My point is that where we draw the line is in direct response to PATIENT expectations, and is out of the control of doctors. When patients demand a perfect baby or else, THEY have essentially drawn the line at a 100% C-section rate and doctors are merely attempting to respond to that. If patients stopped filing massive numbers of meritless lawsuits, the C-section rate would drop in response to THEIR acknowledgement that a perfect baby is not guaranteed.

What is especially ironic is that women who choose homebirth and women who choose UC have an entirely different standard for midwives and for themselves than they have for doctors. Women who choose homebirth are essentially saying "I can't guarantee that I will have a healthy baby if I deliver at home, but it is worth it to me to risk my baby's life in order to avoid interventions I don't want", yet when they head to the hospital, they completely reverse that logic and essentially say, "The doctor must guarantee that I have a healthy baby if I deliver at the hospital."

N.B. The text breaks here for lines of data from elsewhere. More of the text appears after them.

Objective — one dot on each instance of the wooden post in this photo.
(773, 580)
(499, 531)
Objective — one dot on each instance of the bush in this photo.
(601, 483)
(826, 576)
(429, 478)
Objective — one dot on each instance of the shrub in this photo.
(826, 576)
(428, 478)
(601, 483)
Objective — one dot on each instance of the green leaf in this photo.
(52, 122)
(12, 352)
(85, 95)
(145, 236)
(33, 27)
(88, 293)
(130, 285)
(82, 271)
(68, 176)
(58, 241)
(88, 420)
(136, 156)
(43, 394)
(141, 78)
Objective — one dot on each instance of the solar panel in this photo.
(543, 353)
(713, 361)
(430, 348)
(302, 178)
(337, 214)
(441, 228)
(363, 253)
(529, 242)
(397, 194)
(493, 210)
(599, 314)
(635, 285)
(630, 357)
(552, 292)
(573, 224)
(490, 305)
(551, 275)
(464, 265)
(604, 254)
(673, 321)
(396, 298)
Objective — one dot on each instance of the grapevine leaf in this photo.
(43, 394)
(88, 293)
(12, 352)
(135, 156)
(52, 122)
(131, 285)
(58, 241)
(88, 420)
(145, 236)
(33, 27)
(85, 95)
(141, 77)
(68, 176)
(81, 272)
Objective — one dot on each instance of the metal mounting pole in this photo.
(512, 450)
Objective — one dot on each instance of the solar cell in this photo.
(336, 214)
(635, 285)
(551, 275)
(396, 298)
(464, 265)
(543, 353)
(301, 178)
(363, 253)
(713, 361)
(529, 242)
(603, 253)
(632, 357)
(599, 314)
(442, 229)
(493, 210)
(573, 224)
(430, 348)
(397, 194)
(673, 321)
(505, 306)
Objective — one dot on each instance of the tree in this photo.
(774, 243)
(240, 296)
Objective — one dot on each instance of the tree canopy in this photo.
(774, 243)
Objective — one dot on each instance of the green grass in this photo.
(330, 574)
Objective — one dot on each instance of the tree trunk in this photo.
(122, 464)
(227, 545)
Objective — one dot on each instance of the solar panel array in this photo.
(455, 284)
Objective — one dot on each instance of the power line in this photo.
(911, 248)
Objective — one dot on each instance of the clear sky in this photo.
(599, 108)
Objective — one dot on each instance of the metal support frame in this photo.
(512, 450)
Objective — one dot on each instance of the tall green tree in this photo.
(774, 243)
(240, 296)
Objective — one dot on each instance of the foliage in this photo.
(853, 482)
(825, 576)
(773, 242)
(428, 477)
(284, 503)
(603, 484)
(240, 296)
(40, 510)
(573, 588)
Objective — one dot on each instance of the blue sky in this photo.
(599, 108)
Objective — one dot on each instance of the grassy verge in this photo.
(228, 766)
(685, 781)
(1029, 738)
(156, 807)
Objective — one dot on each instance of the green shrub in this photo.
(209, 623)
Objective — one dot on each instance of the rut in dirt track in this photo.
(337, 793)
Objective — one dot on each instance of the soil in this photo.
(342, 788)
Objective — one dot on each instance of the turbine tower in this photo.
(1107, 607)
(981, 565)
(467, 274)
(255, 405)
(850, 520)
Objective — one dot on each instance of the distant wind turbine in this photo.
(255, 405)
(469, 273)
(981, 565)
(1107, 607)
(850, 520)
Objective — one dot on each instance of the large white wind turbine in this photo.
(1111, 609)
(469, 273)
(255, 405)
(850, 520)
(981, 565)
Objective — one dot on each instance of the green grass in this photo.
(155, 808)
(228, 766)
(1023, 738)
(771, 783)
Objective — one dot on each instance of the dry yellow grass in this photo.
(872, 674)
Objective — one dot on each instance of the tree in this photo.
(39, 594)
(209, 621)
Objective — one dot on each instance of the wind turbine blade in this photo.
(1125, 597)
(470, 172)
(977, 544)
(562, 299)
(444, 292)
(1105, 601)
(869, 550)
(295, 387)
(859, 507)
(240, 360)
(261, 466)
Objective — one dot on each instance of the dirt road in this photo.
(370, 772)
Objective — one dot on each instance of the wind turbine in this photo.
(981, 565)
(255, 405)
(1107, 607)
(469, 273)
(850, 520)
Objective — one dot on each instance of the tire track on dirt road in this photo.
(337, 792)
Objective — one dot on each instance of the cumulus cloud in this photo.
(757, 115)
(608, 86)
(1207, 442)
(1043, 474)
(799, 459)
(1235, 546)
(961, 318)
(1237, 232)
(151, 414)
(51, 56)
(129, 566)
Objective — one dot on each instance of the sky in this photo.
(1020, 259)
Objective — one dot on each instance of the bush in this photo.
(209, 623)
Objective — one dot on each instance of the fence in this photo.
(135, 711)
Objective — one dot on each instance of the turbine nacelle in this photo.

The expectations of the hospital are so out of touch with reality that it beggars belief. Look at the MDC case that was the inspiration for this thread. The baby is fine, the woman is fine, and yet she wants to sue (and everyone is encouraging her to sue) because the doctor allegedly pulled on the cord and it hurt! The doctor didn't listen to her when she said no! Are these even remotely defensible reasons for a lawsuit. Absolutely not, but American women are so unreasonable that not only do they think they are entitled to a perfect baby, but they think they are entitled to a perfect "experience", even after they screw up and seek emergency attention to save their lives.

There are too many C-sections being done in the US (and other industrialized) countries because American women (and the women of other industrialized countries) DEMAND a very high C-section rate, while piously pretending that they want a low C-section rate. To all the anti C-section activists out there I say: If you want to lower the C-section rate, start by looking in the mirror!